A rescue plane drops a package of emergency rations to a stranded explorer. The plane is travelling horizontally at 40 m/s and at a height of 100m above the ground. Where does the package hit the ground relative to the point it was released?
We can use the kinematic equations to solve this problem. The key equation we need is:
y = vi*t + 1/2*a*t^2
where y is the vertical displacement (i.e. the height above the ground), vi is the initial velocity (which is zero when the package is released), a is the acceleration due to gravity (-9.8 m/s^2), and t is the time elapsed.
We can use this equation to find the time it takes for the package to hit the ground:
100 = 0 + 1/2*(-9.8)*t^2
t = sqrt(2*100/9.8) = 4.52 s
Now we can use the horizontal velocity of the plane (40 m/s) and the time elapsed (4.52 s) to find the horizontal distance travelled by the package:
x = vi*t + 1/2*a*t^2
x = 40*4.52 = 181.04 m
So the package hits the ground 181.04 m horizontally away from the point it was released.
To find out where the package hits the ground relative to the point it was released, we can analyze the horizontal and vertical motions separately.
First, let's consider the horizontal motion. Since the plane is traveling horizontally at a constant speed of 40 m/s, the horizontal distance the package travels is solely determined by the time of flight. We can use the equation:
Distance = Speed x Time
In this case, the speed is 40 m/s, and let's assume the time of flight is denoted as "t." Therefore, the horizontal distance traveled by the package is:
Horizontal Distance = 40 m/s x t
Now, let's focus on the vertical motion of the package. We'll use the equation for the vertical displacement:
Vertical Displacement = (Initial Velocity x Time) + (0.5 x Acceleration x Time^2)
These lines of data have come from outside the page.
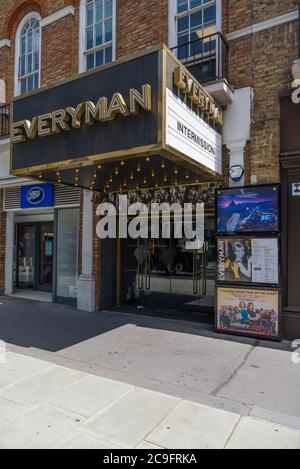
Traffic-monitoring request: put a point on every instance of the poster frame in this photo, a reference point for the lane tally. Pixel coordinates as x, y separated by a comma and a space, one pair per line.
278, 338
250, 232
246, 284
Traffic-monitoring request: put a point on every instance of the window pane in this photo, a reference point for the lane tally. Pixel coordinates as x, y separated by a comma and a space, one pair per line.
196, 3
89, 39
36, 81
182, 5
36, 61
23, 45
108, 55
183, 24
99, 58
29, 63
108, 8
29, 41
21, 66
89, 14
108, 31
89, 61
98, 34
36, 42
67, 252
210, 15
23, 86
196, 19
99, 11
30, 83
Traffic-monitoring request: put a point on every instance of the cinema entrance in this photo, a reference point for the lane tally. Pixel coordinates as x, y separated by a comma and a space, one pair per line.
172, 273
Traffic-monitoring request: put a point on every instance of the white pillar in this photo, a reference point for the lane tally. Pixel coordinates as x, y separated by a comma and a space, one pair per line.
9, 251
236, 161
86, 281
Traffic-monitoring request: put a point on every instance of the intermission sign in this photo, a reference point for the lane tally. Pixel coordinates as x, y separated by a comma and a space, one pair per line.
190, 134
113, 112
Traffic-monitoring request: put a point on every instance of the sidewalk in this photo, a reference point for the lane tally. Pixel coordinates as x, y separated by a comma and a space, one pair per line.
123, 379
43, 405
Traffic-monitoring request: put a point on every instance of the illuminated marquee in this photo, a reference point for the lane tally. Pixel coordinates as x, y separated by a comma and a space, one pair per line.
197, 95
63, 120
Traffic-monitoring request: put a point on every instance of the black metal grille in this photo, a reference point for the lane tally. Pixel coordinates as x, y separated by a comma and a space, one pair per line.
206, 58
4, 120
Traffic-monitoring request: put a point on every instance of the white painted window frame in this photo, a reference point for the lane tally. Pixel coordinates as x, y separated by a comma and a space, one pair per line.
31, 14
82, 39
172, 20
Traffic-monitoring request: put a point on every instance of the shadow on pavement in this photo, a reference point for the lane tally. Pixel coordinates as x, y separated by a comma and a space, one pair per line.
52, 327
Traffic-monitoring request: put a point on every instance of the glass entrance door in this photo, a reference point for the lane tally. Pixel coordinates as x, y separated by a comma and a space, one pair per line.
25, 268
45, 255
169, 273
34, 259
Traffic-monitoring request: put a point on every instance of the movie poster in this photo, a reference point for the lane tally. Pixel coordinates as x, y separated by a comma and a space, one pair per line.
248, 311
248, 260
254, 209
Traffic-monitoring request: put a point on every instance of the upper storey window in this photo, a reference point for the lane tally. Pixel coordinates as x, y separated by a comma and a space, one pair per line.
195, 19
28, 48
99, 32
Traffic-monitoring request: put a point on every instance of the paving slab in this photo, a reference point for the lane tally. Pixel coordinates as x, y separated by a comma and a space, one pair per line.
10, 411
43, 386
17, 370
7, 357
83, 440
39, 428
194, 426
90, 395
276, 417
129, 419
267, 379
253, 433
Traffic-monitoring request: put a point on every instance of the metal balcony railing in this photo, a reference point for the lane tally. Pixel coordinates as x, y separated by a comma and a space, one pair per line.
206, 58
4, 120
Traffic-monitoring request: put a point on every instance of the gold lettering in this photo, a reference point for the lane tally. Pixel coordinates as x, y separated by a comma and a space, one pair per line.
76, 115
143, 100
31, 128
97, 112
60, 120
179, 78
17, 133
44, 125
117, 106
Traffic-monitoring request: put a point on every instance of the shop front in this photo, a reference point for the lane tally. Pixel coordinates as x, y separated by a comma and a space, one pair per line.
141, 127
42, 241
290, 181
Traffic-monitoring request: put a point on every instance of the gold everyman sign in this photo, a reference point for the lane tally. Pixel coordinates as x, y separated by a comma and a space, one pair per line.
62, 120
197, 95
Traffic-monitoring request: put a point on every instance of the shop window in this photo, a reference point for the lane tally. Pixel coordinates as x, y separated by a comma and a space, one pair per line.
28, 53
67, 254
97, 33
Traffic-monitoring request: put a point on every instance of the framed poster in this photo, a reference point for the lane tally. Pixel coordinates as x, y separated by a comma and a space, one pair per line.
247, 311
248, 209
248, 260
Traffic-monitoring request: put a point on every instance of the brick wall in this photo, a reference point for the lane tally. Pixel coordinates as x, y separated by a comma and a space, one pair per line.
262, 61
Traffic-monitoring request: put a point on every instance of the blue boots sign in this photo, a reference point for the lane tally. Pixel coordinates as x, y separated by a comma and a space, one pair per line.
37, 195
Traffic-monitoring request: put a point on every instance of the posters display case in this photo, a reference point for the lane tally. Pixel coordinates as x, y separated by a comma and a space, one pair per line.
248, 210
245, 259
248, 311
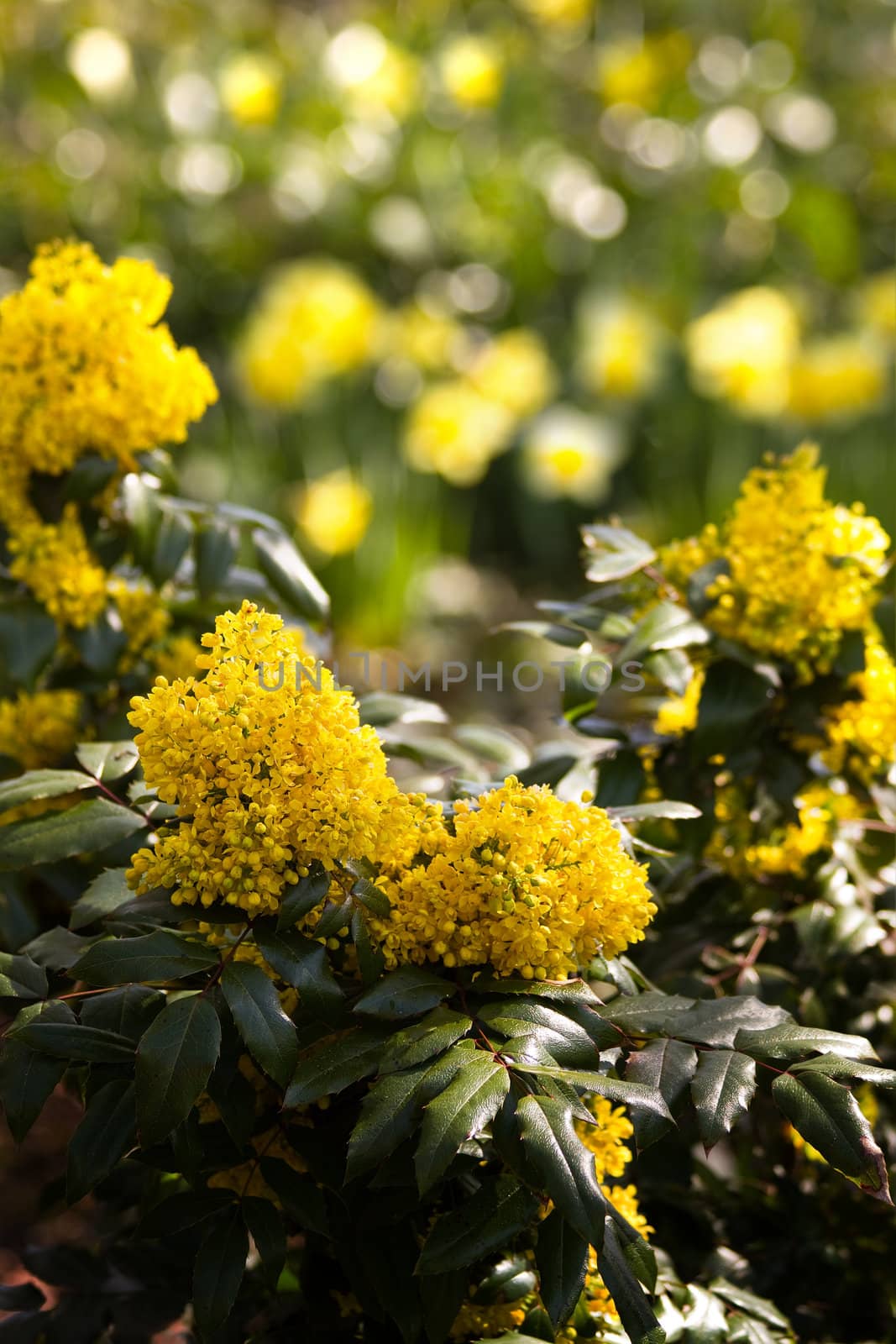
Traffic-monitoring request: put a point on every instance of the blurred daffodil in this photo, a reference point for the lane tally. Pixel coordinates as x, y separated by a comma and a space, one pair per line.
743, 349
250, 89
456, 432
335, 512
621, 346
472, 73
839, 378
567, 454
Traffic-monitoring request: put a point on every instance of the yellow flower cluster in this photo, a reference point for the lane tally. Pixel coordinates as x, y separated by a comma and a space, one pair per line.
523, 882
862, 732
89, 369
266, 781
459, 425
801, 570
55, 562
313, 322
40, 727
788, 848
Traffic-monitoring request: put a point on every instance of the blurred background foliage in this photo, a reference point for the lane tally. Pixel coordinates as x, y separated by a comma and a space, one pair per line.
469, 275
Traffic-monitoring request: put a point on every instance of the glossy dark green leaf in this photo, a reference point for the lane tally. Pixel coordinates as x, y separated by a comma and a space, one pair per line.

In this case, the initial velocity of the package is 0 m/s since it's just dropped from the rescue plane. The acceleration due to gravity, denoted as "g," is approximately 9.8 m/s^2. Again, the time of flight is denoted as "t."
As the package falls from a height of 100 m above the ground, the vertical displacement becomes:
Vertical Displacement = (0 m/s x t) + (0.5 x 9.8 m/s^2 x t^2)
Vertical Displacement = 4.9 m/s^2 x t^2
Since the package falls vertically, the vertical displacement is also equal to the height from which it was dropped. Therefore:
Vertical Displacement = -100 m
Combining the equations for horizontal and vertical motion, we find that both motions occur at the same time (t). Thus, we can equate the horizontal and vertical displacements:
40 m/s x t = -100 m
Solving for "t," we get:
t = -100 m / 40 m/s
t = -2.5 s
Since time cannot be negative in this scenario, it means that the package is in the air for 2.5 seconds.
Now, we can find the horizontal distance traveled by substituting this value of "t" into the equation:
Horizontal Distance = 40 m/s x 2.5 s
Horizontal Distance = 100 m
Therefore, the package hit the ground 100 meters horizontally from the point it was released.